Some American soccer fans seem to believe that at the time of World War II, soccer in America was played almost exclusively by non-citizens, who could not be drafted, and that American soccer thus was relatively untouched by the war, unlike baseball and some other sports. This is not the case. Here are some facts.

---At least three of the United States 11 who upset England in the 1950 World Cup were World War II veterans, goalkeeper Frank Borghi and forwards Frank Wallace and John Souza. Borghi and Wallace both were from St. Louis, both were Italian-American (Wallace's family name had been anglicized from Valicenti) and both had been in the U.S. Army. Borghi, who was a medic, was part of the Normandy Invasion, although not the first day of it. His unit landed on Omaha Beach three days after D-Day and subsequently fought its way across Europe, including being involved in the capture of the Remagen bridge across the Rhine in March 1945. Wallace fought in southern Europe. He participated in both the Salerno and Anzio landings and ended up spending time in a German POW camp after his tank was hit by a shell.
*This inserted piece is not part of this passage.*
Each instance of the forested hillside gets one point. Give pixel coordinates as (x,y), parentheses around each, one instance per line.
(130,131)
Souza, who was from Fall River, Mass., and who died on Sunday at 91, served aboard a navy supply ship in the Pacific.

---Seven American Soccer League players were killed in World War II. They were Johnny Crabb and Hans Meier of the New York Americans, Jimmy Hammer of the Baltimore Americans, Anthony Nunez of Brooklyn Hispano, Walt Patykula of the Philadelphia Americans, Jimmy Reid of the Kearny Irish and John Wojciechowicz of the Kearny Scots. I only know details about four of those deaths. Patykula was the bombardier on a B-29 that was shot down over Tokyo in December 1944, Wojciechowicz died during a training exercise in Colorado in 1943, Crabb died at home in New York in 1945 of wounds suffered the year before in Italy and Meier died in a hospital of a shrapnel wound suffered in Italy in September 1943.
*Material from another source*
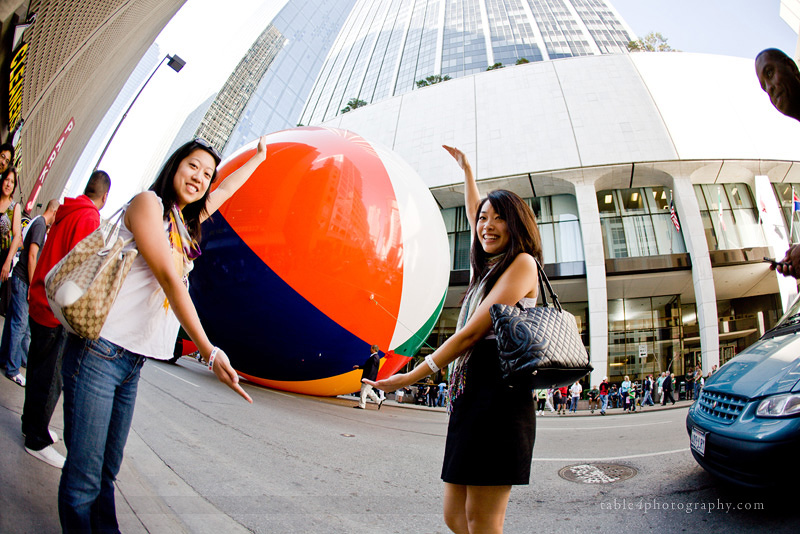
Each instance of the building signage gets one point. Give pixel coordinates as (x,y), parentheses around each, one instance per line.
(48,165)
(15,79)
---Seven American Soccer League players who later were elected to the National Soccer Hall of Fame served in the armed forces in World War II, George Barr of Brookhattan, John Boulos of Brooklyn Hispano, Jack Hynes of the New York Americans, Nick Kropfelder of the Baltimore Americans, Millard Lang of the Baltimore SC, Jukey Nanoski of the Philadelphia Americans and Gene Olaff of Brooklyn Hispano (Olaff is the goalkeeper in the photo above, and Hynes is the forward). All of them were able to resume playing soccer after the war, although Hynes not until after some time in hospitals recovering from wounds suffered on Christmas Day 1944 in the Battle of the Bulge. Olaff was able to play in some games during the war, because he was stationed for a while at a navy diving school in Washington and got away on weekends. Barr would have been captain of the Brookhattan team that won the ASL-U.S. Open Cup-Lewis Cup triple in 1945, but he was in the western Pacific at the time. Another Hall of Famer, Gene Edwards, who was president of the U.S. Soccer Federation from 1974 to 1984, served in the Marine Corp and was wounded on Okinawa.
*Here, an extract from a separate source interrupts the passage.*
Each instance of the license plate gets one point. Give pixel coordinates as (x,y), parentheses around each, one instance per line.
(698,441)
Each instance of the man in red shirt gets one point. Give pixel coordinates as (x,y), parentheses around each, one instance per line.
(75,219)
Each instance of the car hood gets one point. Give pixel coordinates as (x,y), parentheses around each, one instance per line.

---In September 1943, at the start of the 1943-44 ASL season, the American Soccer League News published a list of 109 ASL players who were in the armed forces, quite a number for a league of just 10 teams. A year later, at the start of the 1944-45 season, that list was up to 143 players. At that time, the ASL was a relatively regional league, concentrated in the Middle Atlantic states. Presumably, teams in the rest of the country suffered just as badly.

American soccer's contribution to the American war effort of 1941-45 is not as well known as that of baseball or football, but it definitely did exist.